Friday, December 11, 2020

Peace in the Puzzle

The theme for this post is peace, which is related to a couple of pieces (yes, pun intended) I'm working ona sermon for Brambleton Presbyterian Church and the Science for the Church newsletter.

Three insights I discovered along the way... 

A key word from the Beatitudes lost in translation

When I first learned Greek at Cal, one day we were reading Matthew 5:1-12. My professor instructed us that we could translate Jesus’s word in the Sermon on the Mount this way: “Blessed are the peaceful” instead of “peacemakers

He was a great professor, and he opened the New Testament to me in many ways, but here his own leanings toward the interiority of spiritual life—he also lived in an ashram—frankly biased his interpretation of this word. 

And so I arrive a truly profound Greek word study: the word for "peacemaker" eirenopoioi combines two words, “peace” and “make.”

This means that the Beatitudes are not simply the "Beautiful Attitudes." When Jesus, the Prince of Peace (Isaiah 9:6) came to earth, he called us to make peace. And that's significant.

I do realize that what I've said here may lead some to ask, Does this mean we earn our salvation? No, it means we work out what God has worked in (Philippians 2:12-13). Actually better than "work out" in the Jewish context is "walk out" because the key image for devotion to God in Jewish thought is halakha, or "the way of walking."


Peace now and then
Just yesterday, I read that even as former South Carolina Governor David Beasley accepted the Nobel Peace Prize on behalf of the United Nation's World Food Program, while Rush Limbaugh declared there can be no peace between liberals and conservatives and that “we’re trending toward secession."

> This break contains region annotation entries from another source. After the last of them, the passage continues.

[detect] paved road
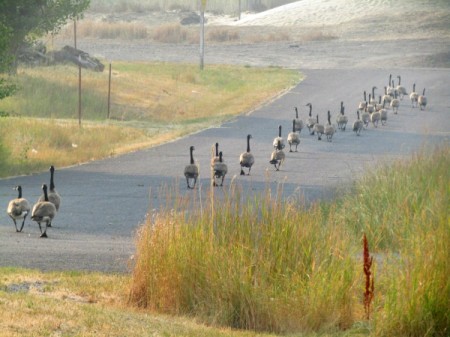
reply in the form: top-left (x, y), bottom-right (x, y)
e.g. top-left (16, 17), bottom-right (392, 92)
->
top-left (0, 69), bottom-right (450, 272)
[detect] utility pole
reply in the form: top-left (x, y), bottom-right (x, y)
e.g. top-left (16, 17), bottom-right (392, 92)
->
top-left (200, 0), bottom-right (207, 70)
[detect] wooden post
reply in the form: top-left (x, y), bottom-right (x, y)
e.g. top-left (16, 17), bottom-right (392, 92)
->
top-left (238, 0), bottom-right (241, 20)
top-left (73, 20), bottom-right (77, 49)
top-left (200, 0), bottom-right (207, 70)
top-left (78, 66), bottom-right (81, 128)
top-left (108, 62), bottom-right (111, 119)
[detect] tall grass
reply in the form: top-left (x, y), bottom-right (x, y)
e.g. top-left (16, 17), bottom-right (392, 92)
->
top-left (130, 146), bottom-right (450, 336)
top-left (130, 181), bottom-right (356, 332)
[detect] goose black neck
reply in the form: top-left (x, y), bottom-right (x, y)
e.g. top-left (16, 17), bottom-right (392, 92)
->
top-left (50, 166), bottom-right (55, 191)
top-left (189, 146), bottom-right (194, 164)
top-left (42, 184), bottom-right (48, 201)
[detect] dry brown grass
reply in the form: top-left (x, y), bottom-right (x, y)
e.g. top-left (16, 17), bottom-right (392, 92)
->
top-left (60, 19), bottom-right (338, 44)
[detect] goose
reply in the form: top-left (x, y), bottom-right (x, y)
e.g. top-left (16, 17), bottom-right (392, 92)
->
top-left (370, 103), bottom-right (381, 128)
top-left (409, 83), bottom-right (419, 108)
top-left (391, 92), bottom-right (400, 114)
top-left (366, 94), bottom-right (376, 114)
top-left (273, 125), bottom-right (285, 149)
top-left (313, 114), bottom-right (325, 140)
top-left (288, 119), bottom-right (300, 152)
top-left (31, 184), bottom-right (56, 238)
top-left (213, 151), bottom-right (228, 186)
top-left (336, 102), bottom-right (348, 131)
top-left (381, 87), bottom-right (392, 104)
top-left (270, 140), bottom-right (286, 171)
top-left (306, 103), bottom-right (316, 135)
top-left (417, 88), bottom-right (427, 110)
top-left (395, 75), bottom-right (408, 100)
top-left (6, 185), bottom-right (30, 232)
top-left (353, 110), bottom-right (364, 136)
top-left (386, 74), bottom-right (395, 97)
top-left (375, 95), bottom-right (383, 111)
top-left (38, 165), bottom-right (61, 227)
top-left (324, 110), bottom-right (335, 142)
top-left (361, 108), bottom-right (370, 128)
top-left (184, 146), bottom-right (199, 189)
top-left (369, 87), bottom-right (378, 105)
top-left (211, 143), bottom-right (219, 168)
top-left (239, 135), bottom-right (255, 176)
top-left (358, 90), bottom-right (367, 111)
top-left (380, 101), bottom-right (387, 125)
top-left (294, 107), bottom-right (304, 133)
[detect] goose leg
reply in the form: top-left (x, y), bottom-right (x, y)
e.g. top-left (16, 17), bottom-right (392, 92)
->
top-left (39, 222), bottom-right (48, 238)
top-left (16, 215), bottom-right (27, 232)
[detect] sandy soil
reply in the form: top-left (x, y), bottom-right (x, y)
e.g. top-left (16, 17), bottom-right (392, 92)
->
top-left (0, 0), bottom-right (450, 272)
top-left (54, 0), bottom-right (450, 69)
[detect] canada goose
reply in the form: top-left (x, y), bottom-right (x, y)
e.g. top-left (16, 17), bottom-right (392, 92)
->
top-left (38, 165), bottom-right (61, 227)
top-left (239, 135), bottom-right (255, 176)
top-left (386, 74), bottom-right (395, 97)
top-left (306, 103), bottom-right (316, 135)
top-left (184, 146), bottom-right (199, 189)
top-left (213, 151), bottom-right (228, 186)
top-left (375, 95), bottom-right (383, 111)
top-left (366, 94), bottom-right (375, 114)
top-left (361, 108), bottom-right (370, 128)
top-left (370, 104), bottom-right (381, 128)
top-left (270, 140), bottom-right (286, 171)
top-left (391, 92), bottom-right (400, 114)
top-left (31, 184), bottom-right (56, 238)
top-left (313, 114), bottom-right (325, 140)
top-left (324, 110), bottom-right (335, 142)
top-left (381, 87), bottom-right (392, 104)
top-left (358, 90), bottom-right (367, 111)
top-left (417, 88), bottom-right (427, 110)
top-left (273, 125), bottom-right (285, 149)
top-left (395, 75), bottom-right (408, 100)
top-left (369, 87), bottom-right (378, 105)
top-left (294, 107), bottom-right (304, 133)
top-left (336, 102), bottom-right (348, 131)
top-left (211, 143), bottom-right (219, 168)
top-left (409, 83), bottom-right (419, 108)
top-left (353, 110), bottom-right (363, 136)
top-left (6, 185), bottom-right (30, 232)
top-left (288, 119), bottom-right (300, 152)
top-left (380, 101), bottom-right (387, 125)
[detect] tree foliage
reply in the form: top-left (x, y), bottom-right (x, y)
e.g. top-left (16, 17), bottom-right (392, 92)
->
top-left (0, 0), bottom-right (90, 71)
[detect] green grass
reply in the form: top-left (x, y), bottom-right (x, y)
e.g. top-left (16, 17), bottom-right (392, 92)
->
top-left (131, 146), bottom-right (450, 336)
top-left (0, 144), bottom-right (450, 337)
top-left (0, 62), bottom-right (301, 177)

Yikes! It's hard not to despairand then I remembered Jesus's time was no less contested, which I discovered this article on the New Testament Greek word for "peace."
The New Testament was written in a time during which the Romans overran countless peoples and frequently resorted to mass torture and genocide in dealing with resistance, and the quest for peace was not a romantic one but came with widely felt urgency. Jesus' famous statement "knock, and the door will open" (Matthew 7:7, Revelation 3:8) is not about heavenly doors because in the Biblical model heaven has no doors, but rather about the great War Doors of the temple of Janus Quirinus in Rome. In times of peace these doors were closed amidst great imperial fanfare, and the greatest door-closing festivals were held during the reigns of Nero and Vespasian, just prior and right after the Great Jewish Revolt and subsequent destruction of Jerusalem in 70 AD. [By the way, the name of the city means "in awe of peace, teaching peace"]


Peace and reconciliation through "fractal communities"
Just a few days ago, I had a breath-taking conversation about race and science and faith with Elaine Howard Ecklund and Cleve Tinsley IV. Among many insights, Cleve said that relationships help us move past the endemic racism in our country. He referred to Adrienne Marie Brown’s concept of “fractal community,” which, of course, borrows an image from mathematics and is a kind of science and faith connection, which I love. At any rate, Cleve reminded us: this is the way of Jesus. Where these relationships are, that’s where we see the reign of God. And as he summarized, “I think we really do change the world then.”

And maybe we can. Maybe we make peace.